壁①:計算量と記述量が「画面」の限界を超えている
簿記1級は、A4用紙数枚にわたる膨大な資料を読み込み、複雑な計算過程を経て解答を導き出します。
2級レベルなら画面上の電卓やメモ機能で対応できても、1級の「意思決定会計」や「連結会計」のような複雑な思考プロセスを要する問題を、パソコン画面だけで解くのは物理的に困難です。
壁②:合格基準が「相対評価(傾斜配点)」である
ここが最大の違いです。
2級・3級のネット試験は「70点以上取れば合格」という絶対評価です。問題プールからランダムに出題され、その場で合否が出ます。
一方、1級は「上位10%前後を合格させる」という相対評価(競争試験)の側面が強い試験です。

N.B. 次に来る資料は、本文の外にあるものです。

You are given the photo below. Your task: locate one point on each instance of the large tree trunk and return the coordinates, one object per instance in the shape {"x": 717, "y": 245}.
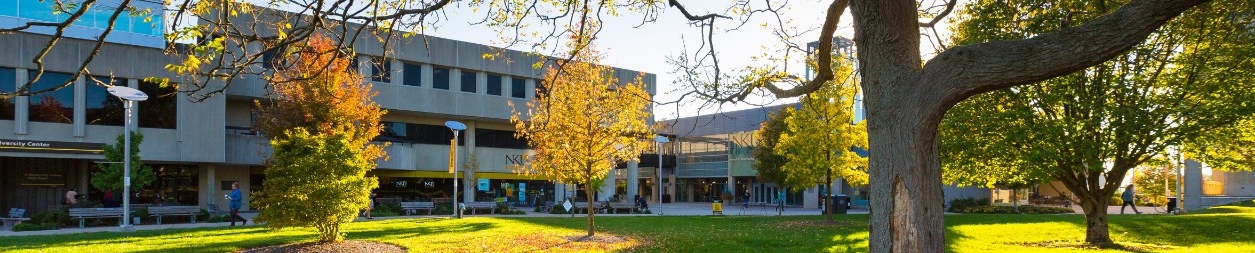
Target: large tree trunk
{"x": 1096, "y": 219}
{"x": 587, "y": 193}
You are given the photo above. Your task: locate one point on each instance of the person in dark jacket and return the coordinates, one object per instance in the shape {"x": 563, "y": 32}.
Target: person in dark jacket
{"x": 236, "y": 203}
{"x": 1128, "y": 199}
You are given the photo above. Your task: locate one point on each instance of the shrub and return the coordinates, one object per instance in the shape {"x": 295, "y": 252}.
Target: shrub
{"x": 1025, "y": 209}
{"x": 557, "y": 209}
{"x": 29, "y": 226}
{"x": 961, "y": 204}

受験者全員が同じ問題を解き、全体の出来栄えを見て配点を調整(傾斜配点)する必要があるため、「いつでも誰でも受けられる」形式とは根本的に相性が悪いのです。
壁③:国家資格(税理士)への影響
日商簿記1級合格者は、税理士試験の受験資格が得られます。
国家資格へのパスポートとなる重要な試験であるため、試験の公平性やセキュリティには、2級・3級以上に厳格な管理が求められます。「ネットカフェのような環境で受験」というわけにはいきません。
今後の展望:税理士試験のデジタル化が試金石?
「じゃあ、未来永劫ペーパー試験のまま?」というと、変化の兆しはあります。
国税庁は「税理士試験のデジタル化(CBT化)」に向けた検討を進めています。
【予想される未来のシナリオ】
もし税理士試験や公認会計士試験で「本格的なCBT導入」が成功すれば、それに追随する形で日商簿記1級もCBT化される可能性はあります。
ただし、その場合も「いつでも受けられるオンデマンド方式」ではなく、「指定された日時に、指定されたテストセンターで、PCを使って一斉に受験する」という形式になる可能性が高いでしょう。

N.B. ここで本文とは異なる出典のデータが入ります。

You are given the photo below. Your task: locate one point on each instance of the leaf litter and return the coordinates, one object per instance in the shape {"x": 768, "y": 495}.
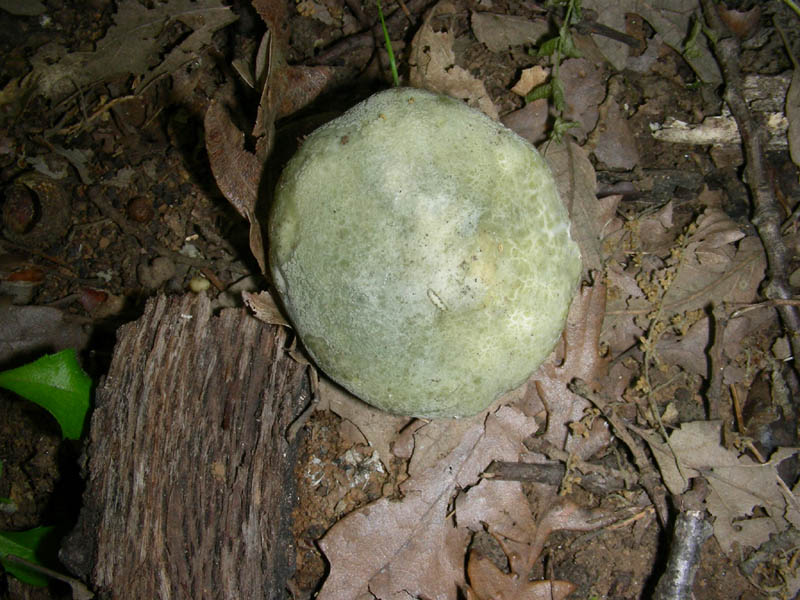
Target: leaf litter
{"x": 653, "y": 276}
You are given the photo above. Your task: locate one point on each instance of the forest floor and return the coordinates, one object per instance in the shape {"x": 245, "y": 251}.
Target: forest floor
{"x": 109, "y": 199}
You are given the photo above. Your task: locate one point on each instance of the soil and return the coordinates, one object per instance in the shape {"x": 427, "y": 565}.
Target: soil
{"x": 146, "y": 217}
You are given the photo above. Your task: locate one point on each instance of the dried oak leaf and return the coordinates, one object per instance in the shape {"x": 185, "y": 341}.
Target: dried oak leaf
{"x": 577, "y": 181}
{"x": 136, "y": 44}
{"x": 738, "y": 483}
{"x": 671, "y": 19}
{"x": 501, "y": 32}
{"x": 433, "y": 64}
{"x": 582, "y": 360}
{"x": 236, "y": 171}
{"x": 502, "y": 508}
{"x": 410, "y": 547}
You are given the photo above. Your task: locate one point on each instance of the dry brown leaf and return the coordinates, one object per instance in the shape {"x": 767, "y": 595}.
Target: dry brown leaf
{"x": 671, "y": 19}
{"x": 237, "y": 172}
{"x": 487, "y": 582}
{"x": 615, "y": 144}
{"x": 529, "y": 79}
{"x": 264, "y": 308}
{"x": 501, "y": 32}
{"x": 30, "y": 331}
{"x": 577, "y": 182}
{"x": 583, "y": 360}
{"x": 378, "y": 428}
{"x": 530, "y": 121}
{"x": 583, "y": 92}
{"x": 502, "y": 508}
{"x": 433, "y": 65}
{"x": 410, "y": 546}
{"x": 738, "y": 483}
{"x": 712, "y": 269}
{"x": 135, "y": 44}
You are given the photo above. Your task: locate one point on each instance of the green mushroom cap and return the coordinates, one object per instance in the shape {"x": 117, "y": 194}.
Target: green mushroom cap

受験生へのアドバイス:待つのは損!今すぐ「書く」練習を
1級のネット試験化を期待して「待つ」のは、キャリア戦略として悪手です。
- 導入されるとしても、数年〜数十年先の話になる可能性が高い。
- 現行のペーパー試験で合格すれば、その価値は変わらない(むしろ希少性は高い)。
- 「手書きの計算力」は、実務や他の上位資格(会計士・税理士)でも必須のスキルである。
まとめ
日商簿記1級のネット試験(CBT)導入は、現時点では「予定なし」であり、構造的なハードルが高いため当面はペーパー試験が続くと予想されます。
「年2回しかチャンスがない」というプレッシャーは確かにきついですが、裏を返せば「その日に向けてピークを持っていく調整力」も試されている試験です。
不確定な未来を待つのではなく、現在のルールの中で確実に勝利を掴み取りましょう。